On Wednesday, the White House announced the summit will be held at the Capella Hotel in Singapore, June 12. The meeting is scheduled to start at 9 a.m. (local time). The hotel is located at a luxury resort on Sentosa Island.
The announcement of the venue and time shows that Washington and Pyongyang have made substantial progress on the summit agenda. Some experts speculate that both sides have almost finished drafting a joint statement to be issued at the end of the summit between U.S. President Donald Trump and North Korean leader Kim Jong-un.
We hope the U.S. and the North make thorough preparations, including the logistics and protocols, to make the summit a success not just in tone but in substance. What's most important is that Kim should agree to the full denuclearization of the North.
The success of any negotiations usually depends on dialogue and comprise. There is no doubt the same goes for the Trump-Kim summit. So it is important for the two leaders to have a flexible attitude about the summit agenda. They also need to exercise their deal-making skills to the best of their ability. But one thing that cannot and should not be comprised is the full-fledged dismantling of the North's nuclear weapons.

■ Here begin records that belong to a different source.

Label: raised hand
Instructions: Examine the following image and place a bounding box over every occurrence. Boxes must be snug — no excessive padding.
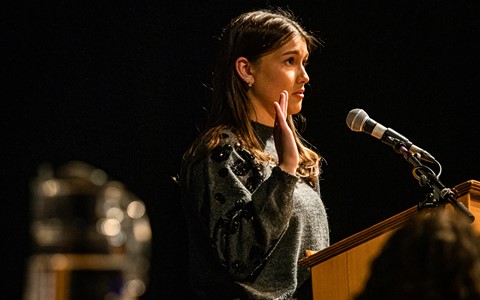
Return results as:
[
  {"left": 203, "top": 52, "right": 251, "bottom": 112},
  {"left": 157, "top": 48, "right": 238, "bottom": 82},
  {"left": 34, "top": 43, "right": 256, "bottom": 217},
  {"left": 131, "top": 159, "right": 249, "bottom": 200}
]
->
[{"left": 273, "top": 90, "right": 299, "bottom": 175}]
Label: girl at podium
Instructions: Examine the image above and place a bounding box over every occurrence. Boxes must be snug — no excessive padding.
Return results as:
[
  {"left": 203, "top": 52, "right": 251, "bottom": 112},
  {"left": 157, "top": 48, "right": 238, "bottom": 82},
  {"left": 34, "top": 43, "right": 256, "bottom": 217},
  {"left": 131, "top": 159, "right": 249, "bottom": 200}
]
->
[{"left": 178, "top": 7, "right": 330, "bottom": 299}]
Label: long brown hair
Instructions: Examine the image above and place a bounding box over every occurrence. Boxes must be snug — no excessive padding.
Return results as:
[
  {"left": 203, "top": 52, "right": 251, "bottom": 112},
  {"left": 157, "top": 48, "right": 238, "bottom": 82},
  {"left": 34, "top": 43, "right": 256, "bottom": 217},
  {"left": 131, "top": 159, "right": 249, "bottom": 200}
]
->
[{"left": 184, "top": 8, "right": 323, "bottom": 187}]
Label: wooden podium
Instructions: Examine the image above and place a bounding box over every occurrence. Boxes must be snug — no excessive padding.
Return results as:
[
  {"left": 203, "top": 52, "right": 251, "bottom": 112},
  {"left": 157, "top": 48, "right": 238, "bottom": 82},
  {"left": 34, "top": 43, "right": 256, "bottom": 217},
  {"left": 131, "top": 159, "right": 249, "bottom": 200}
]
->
[{"left": 298, "top": 180, "right": 480, "bottom": 300}]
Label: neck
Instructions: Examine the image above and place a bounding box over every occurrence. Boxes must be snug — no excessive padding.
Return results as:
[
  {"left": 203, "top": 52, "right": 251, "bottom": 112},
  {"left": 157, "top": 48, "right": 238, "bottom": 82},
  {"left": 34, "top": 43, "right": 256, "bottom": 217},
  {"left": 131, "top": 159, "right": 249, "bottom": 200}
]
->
[
  {"left": 249, "top": 111, "right": 275, "bottom": 127},
  {"left": 248, "top": 95, "right": 276, "bottom": 126}
]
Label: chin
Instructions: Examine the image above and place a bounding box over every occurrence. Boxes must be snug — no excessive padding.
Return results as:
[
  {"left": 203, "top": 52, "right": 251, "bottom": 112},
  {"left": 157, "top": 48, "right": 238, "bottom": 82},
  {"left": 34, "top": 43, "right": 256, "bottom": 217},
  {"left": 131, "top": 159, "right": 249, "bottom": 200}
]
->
[{"left": 288, "top": 105, "right": 302, "bottom": 115}]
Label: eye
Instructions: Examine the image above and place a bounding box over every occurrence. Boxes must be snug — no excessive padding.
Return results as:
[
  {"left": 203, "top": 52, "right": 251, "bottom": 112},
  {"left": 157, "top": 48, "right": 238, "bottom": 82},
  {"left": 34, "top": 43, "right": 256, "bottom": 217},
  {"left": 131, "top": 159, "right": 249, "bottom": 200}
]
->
[{"left": 285, "top": 57, "right": 295, "bottom": 65}]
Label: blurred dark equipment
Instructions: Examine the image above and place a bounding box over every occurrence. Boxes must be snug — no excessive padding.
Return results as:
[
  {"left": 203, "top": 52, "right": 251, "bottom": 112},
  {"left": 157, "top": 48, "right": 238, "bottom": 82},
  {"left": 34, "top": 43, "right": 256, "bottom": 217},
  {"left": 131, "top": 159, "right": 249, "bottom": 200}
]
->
[{"left": 24, "top": 161, "right": 151, "bottom": 300}]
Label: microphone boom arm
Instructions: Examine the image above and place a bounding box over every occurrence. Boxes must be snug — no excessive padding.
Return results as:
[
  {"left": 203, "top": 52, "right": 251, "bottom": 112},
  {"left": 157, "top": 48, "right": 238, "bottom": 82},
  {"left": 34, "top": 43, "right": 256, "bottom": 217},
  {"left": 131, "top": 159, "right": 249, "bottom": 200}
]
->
[{"left": 394, "top": 140, "right": 474, "bottom": 222}]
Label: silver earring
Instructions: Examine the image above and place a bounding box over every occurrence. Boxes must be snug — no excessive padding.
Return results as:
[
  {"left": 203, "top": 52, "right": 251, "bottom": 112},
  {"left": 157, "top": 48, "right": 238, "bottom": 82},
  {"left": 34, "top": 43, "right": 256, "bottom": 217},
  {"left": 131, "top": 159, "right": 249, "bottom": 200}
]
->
[{"left": 248, "top": 82, "right": 253, "bottom": 87}]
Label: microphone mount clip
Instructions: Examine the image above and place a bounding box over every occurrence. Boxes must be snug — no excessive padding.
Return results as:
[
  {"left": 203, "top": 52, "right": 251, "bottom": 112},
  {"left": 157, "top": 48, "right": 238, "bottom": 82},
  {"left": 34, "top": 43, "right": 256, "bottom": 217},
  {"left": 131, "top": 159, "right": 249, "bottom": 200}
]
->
[{"left": 396, "top": 145, "right": 474, "bottom": 222}]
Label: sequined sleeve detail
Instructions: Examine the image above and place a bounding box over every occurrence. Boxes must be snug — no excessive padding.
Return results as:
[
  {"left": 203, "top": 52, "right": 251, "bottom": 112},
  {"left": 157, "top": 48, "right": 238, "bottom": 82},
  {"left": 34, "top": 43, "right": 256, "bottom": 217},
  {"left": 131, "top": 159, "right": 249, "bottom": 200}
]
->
[{"left": 187, "top": 130, "right": 298, "bottom": 280}]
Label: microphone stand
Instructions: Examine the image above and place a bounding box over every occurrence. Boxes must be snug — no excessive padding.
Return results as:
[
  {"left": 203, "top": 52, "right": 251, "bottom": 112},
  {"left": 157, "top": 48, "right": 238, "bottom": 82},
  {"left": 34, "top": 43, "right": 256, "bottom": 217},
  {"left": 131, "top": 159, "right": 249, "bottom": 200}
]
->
[{"left": 392, "top": 139, "right": 475, "bottom": 222}]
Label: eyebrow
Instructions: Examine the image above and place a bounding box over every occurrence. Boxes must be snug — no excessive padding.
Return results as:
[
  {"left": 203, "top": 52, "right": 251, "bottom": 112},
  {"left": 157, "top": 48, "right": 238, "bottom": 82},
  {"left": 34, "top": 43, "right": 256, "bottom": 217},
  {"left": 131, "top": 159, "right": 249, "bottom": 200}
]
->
[{"left": 281, "top": 50, "right": 309, "bottom": 59}]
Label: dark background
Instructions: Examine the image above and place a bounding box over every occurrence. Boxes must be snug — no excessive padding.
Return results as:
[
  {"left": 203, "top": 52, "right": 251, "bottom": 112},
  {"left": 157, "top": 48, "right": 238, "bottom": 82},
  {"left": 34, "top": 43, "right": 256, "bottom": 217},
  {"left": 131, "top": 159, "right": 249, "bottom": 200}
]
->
[{"left": 5, "top": 1, "right": 479, "bottom": 299}]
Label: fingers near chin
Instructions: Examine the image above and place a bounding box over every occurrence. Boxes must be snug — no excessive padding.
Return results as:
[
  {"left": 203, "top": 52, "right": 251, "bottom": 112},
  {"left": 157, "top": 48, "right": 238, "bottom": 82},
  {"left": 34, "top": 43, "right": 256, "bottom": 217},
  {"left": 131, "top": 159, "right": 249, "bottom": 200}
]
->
[
  {"left": 274, "top": 102, "right": 282, "bottom": 120},
  {"left": 282, "top": 91, "right": 288, "bottom": 111},
  {"left": 274, "top": 101, "right": 281, "bottom": 112}
]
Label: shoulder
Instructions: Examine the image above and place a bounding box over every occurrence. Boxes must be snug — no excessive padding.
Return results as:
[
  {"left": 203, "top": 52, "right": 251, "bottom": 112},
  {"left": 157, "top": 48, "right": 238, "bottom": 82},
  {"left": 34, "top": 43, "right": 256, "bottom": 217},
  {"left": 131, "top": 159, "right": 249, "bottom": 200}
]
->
[
  {"left": 210, "top": 127, "right": 246, "bottom": 163},
  {"left": 218, "top": 127, "right": 240, "bottom": 145}
]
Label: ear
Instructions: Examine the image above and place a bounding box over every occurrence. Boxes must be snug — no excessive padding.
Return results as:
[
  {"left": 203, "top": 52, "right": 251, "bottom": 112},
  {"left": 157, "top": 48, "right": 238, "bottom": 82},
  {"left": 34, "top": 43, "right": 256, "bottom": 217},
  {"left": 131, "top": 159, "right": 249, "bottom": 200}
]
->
[{"left": 235, "top": 57, "right": 255, "bottom": 85}]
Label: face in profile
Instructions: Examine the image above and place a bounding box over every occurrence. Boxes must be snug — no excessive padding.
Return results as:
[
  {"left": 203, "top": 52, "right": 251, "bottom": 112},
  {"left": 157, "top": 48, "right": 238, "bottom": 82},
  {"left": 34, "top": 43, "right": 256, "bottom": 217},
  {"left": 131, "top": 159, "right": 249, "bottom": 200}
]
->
[{"left": 248, "top": 34, "right": 311, "bottom": 123}]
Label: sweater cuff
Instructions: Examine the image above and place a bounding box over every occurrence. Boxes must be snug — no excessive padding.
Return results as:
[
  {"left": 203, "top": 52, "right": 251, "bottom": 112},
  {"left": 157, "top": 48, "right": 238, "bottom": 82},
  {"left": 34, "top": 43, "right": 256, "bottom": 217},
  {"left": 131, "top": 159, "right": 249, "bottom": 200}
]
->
[{"left": 272, "top": 166, "right": 298, "bottom": 186}]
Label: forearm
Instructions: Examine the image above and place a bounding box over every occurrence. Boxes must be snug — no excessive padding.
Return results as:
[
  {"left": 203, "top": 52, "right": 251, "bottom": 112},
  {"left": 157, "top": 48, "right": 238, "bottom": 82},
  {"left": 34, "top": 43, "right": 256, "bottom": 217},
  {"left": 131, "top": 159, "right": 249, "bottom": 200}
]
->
[{"left": 210, "top": 165, "right": 297, "bottom": 279}]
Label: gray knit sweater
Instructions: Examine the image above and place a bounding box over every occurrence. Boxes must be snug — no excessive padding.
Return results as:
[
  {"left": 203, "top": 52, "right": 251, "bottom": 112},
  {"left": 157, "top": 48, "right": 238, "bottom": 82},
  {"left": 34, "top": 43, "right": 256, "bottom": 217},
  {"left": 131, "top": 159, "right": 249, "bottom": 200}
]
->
[{"left": 180, "top": 122, "right": 330, "bottom": 299}]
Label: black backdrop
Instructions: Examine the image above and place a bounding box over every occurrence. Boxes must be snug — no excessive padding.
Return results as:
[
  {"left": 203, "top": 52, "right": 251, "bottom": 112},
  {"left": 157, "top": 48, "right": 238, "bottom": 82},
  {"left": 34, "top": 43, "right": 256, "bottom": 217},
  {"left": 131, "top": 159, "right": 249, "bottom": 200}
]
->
[{"left": 5, "top": 1, "right": 479, "bottom": 299}]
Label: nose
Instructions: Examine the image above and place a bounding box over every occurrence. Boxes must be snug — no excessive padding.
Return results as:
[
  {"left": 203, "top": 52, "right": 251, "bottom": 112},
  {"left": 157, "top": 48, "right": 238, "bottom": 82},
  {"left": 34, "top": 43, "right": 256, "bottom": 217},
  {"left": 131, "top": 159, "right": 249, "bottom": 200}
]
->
[{"left": 298, "top": 65, "right": 309, "bottom": 84}]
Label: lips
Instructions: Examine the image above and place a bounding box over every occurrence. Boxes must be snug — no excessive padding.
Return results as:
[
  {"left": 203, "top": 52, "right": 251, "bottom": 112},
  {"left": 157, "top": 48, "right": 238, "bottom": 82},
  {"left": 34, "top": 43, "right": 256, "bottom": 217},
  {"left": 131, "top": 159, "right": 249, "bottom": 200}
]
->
[{"left": 292, "top": 89, "right": 305, "bottom": 97}]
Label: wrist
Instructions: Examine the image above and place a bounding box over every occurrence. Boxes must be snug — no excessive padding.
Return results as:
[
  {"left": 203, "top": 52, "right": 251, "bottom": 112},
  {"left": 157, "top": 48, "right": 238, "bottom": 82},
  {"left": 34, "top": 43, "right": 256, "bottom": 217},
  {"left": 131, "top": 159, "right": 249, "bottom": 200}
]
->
[{"left": 278, "top": 163, "right": 297, "bottom": 176}]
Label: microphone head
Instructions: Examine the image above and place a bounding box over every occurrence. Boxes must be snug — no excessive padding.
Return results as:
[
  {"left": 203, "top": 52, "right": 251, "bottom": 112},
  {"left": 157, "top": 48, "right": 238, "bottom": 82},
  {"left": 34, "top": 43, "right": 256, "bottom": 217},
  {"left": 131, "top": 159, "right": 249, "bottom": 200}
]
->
[{"left": 346, "top": 108, "right": 369, "bottom": 132}]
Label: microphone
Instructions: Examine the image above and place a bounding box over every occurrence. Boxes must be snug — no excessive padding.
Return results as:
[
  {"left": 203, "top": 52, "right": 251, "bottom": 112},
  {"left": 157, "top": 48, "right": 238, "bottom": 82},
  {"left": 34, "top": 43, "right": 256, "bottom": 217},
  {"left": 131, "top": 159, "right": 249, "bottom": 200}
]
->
[{"left": 346, "top": 108, "right": 436, "bottom": 163}]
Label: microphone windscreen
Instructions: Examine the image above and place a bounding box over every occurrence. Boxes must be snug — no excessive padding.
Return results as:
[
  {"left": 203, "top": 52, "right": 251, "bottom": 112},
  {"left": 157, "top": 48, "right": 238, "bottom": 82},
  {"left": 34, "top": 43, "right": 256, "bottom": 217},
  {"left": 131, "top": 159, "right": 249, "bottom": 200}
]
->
[{"left": 346, "top": 108, "right": 368, "bottom": 132}]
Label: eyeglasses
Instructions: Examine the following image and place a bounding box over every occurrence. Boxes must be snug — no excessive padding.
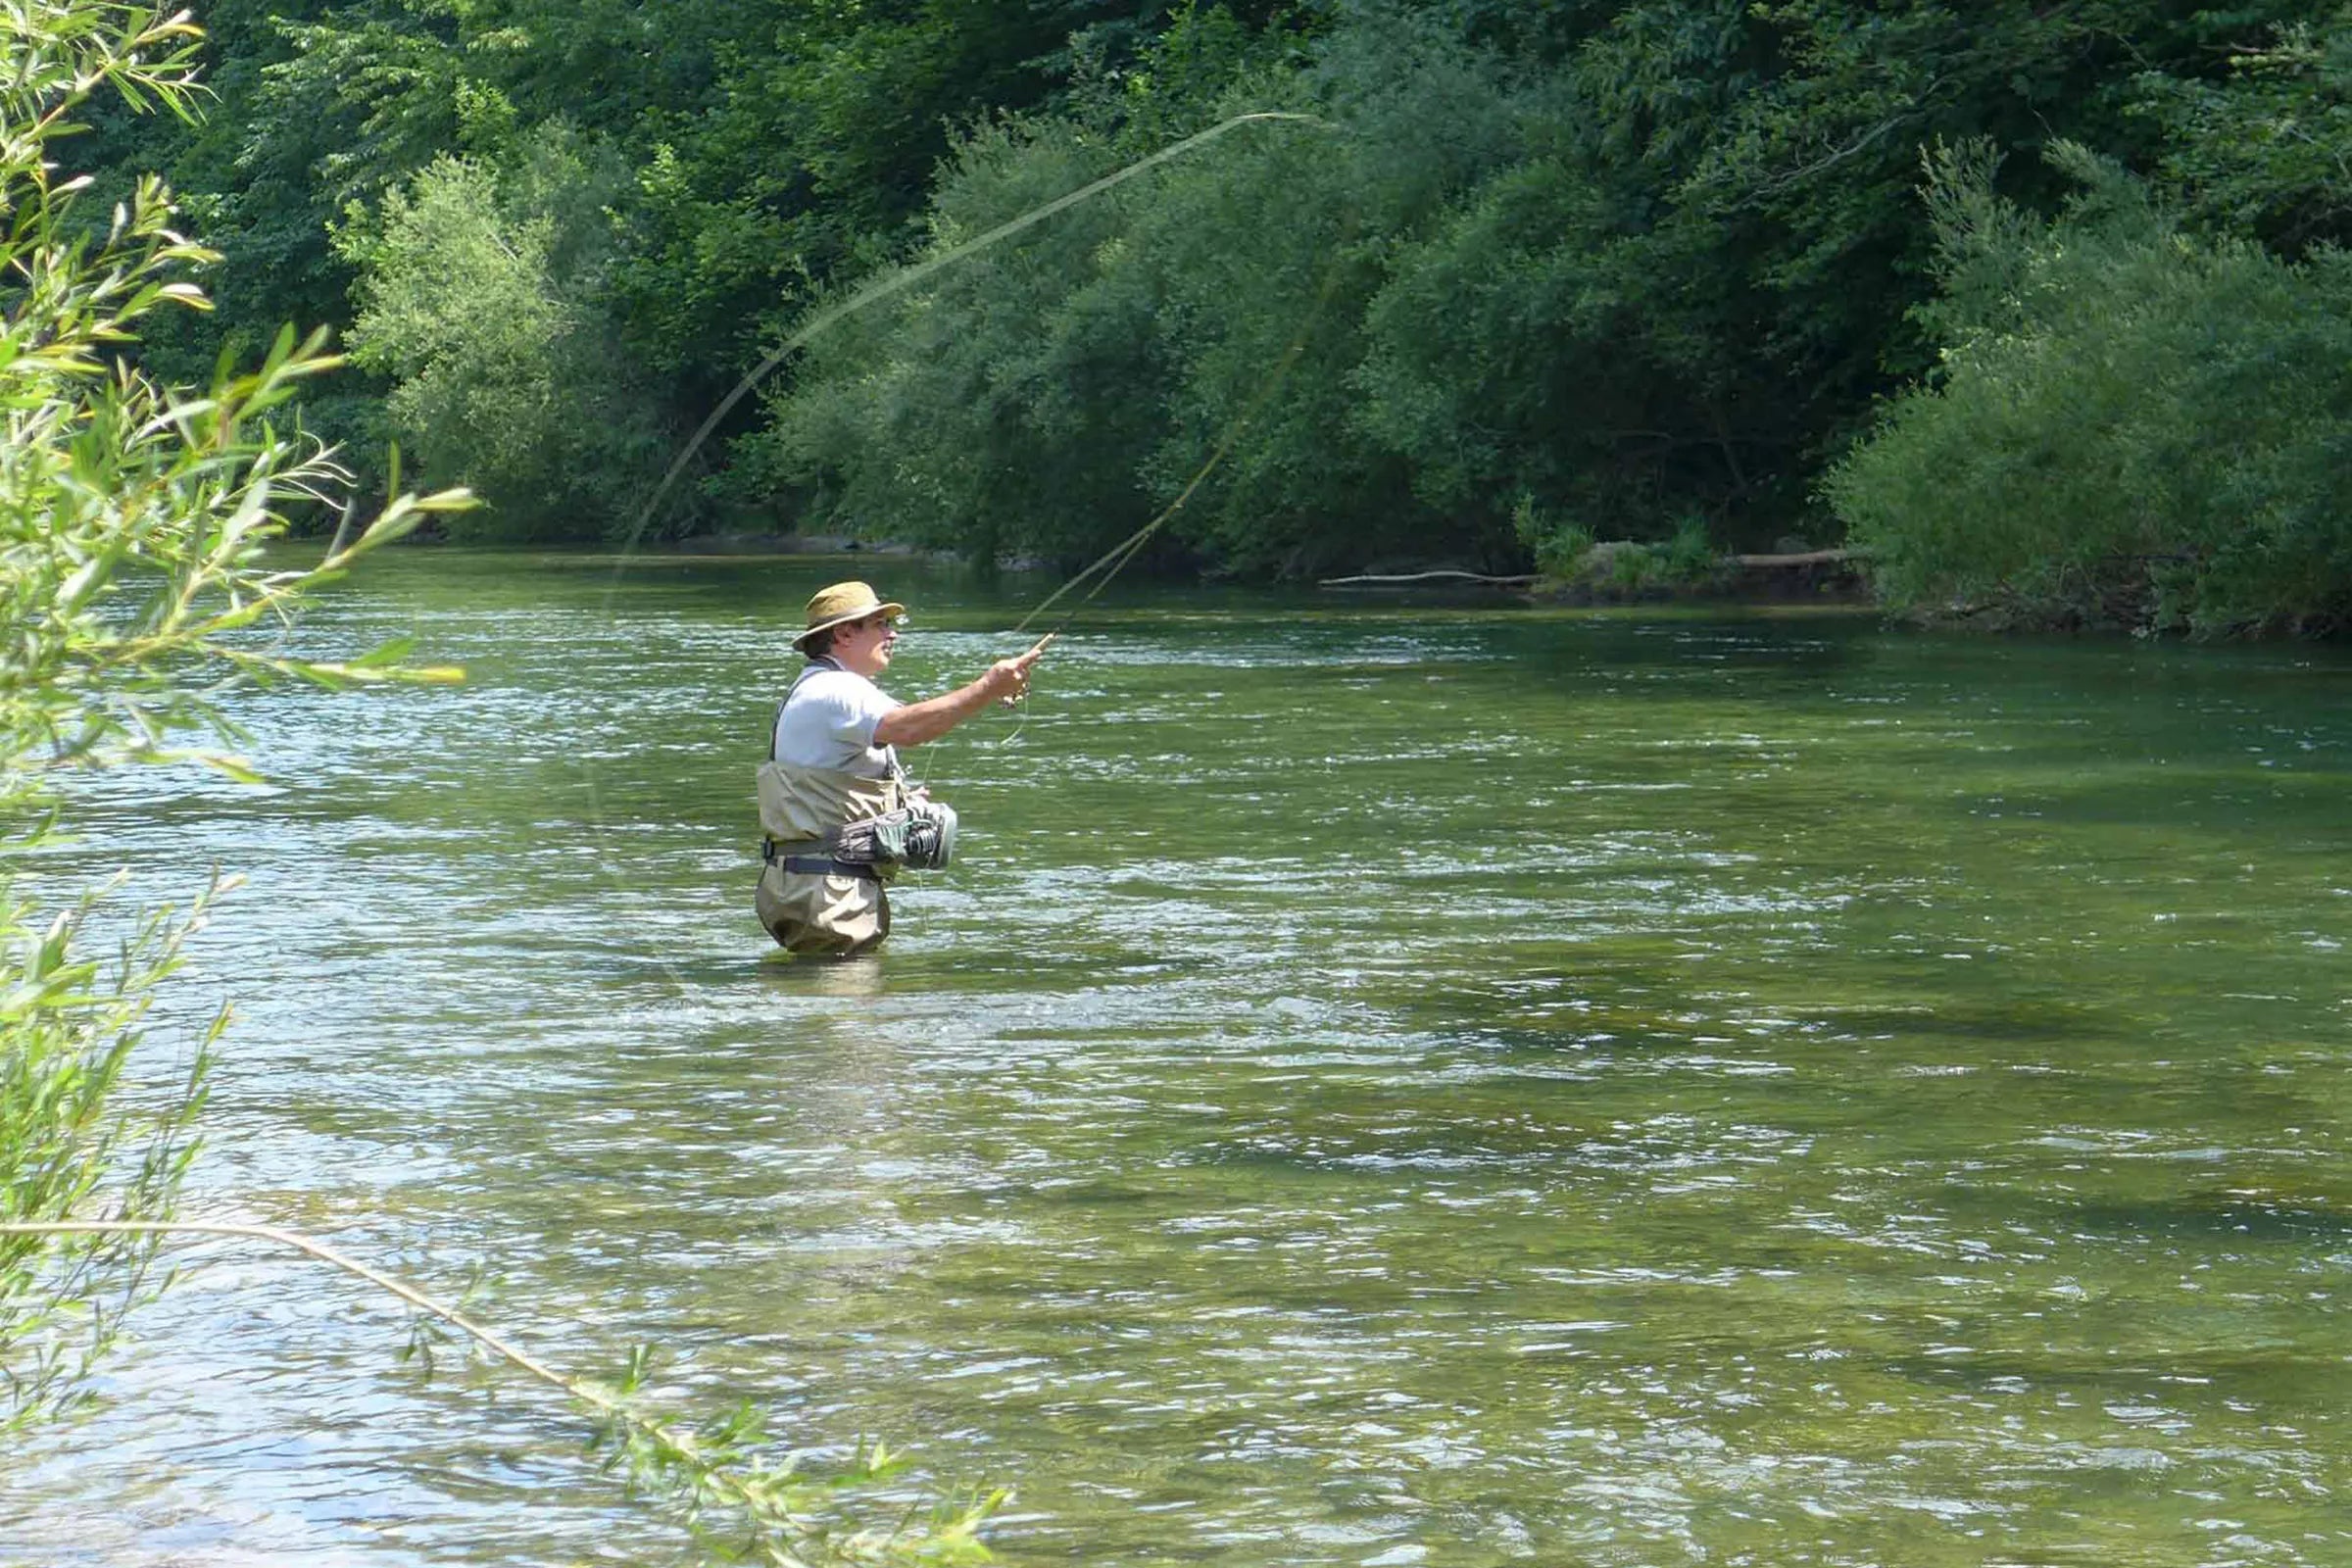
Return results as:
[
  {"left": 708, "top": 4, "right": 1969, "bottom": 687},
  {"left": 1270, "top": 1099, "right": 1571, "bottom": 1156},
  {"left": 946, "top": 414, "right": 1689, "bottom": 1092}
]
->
[{"left": 858, "top": 613, "right": 901, "bottom": 633}]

Now, critics in Washington and Seoul raise some concerns that President Trump might make too many concessions to the Kim regime during the summit. These concerns are more evident after Trump met with Kim's right-hand man Kim Yong-chol at the White House last Friday. He delivered a letter from Kim Jong-un to Trump.
After the meeting, Trump managed to put the summit back on track after briefly cancelling it due to Pyongyang's bellicose rhetoric about hawkish U.S. officials' demand for a "Libyan model" for denuclearization. Since then Trump has shown a remarkable change in his hard-line stance.
First, the U.S. leader said he would not use "maximum pressure," an apparent move to appease the Kim regime. Trump has also taken a step back from his demand for "complete, verifiable and irreversible denuclearization (CVID." He appeared to lower his expectations for the North to dismantle its nuclear arsenal swiftly and completely.
In addition, Trump said it was likely that more than a single meeting would be necessary to achieve his goal of denuclearizing North Korea. This has prompted fear that Trump might repeat the mistakes of previous U.S. administrations, which failed to force the North to abandon its nuclear weapons program over the last 25 years.
To quell these worries, President Trump should try to work out a comprehensive agreement on full denuclearization of the North in return for security guarantees for the Kim regime. He needs to keep in mind that no deal is better than a bad deal.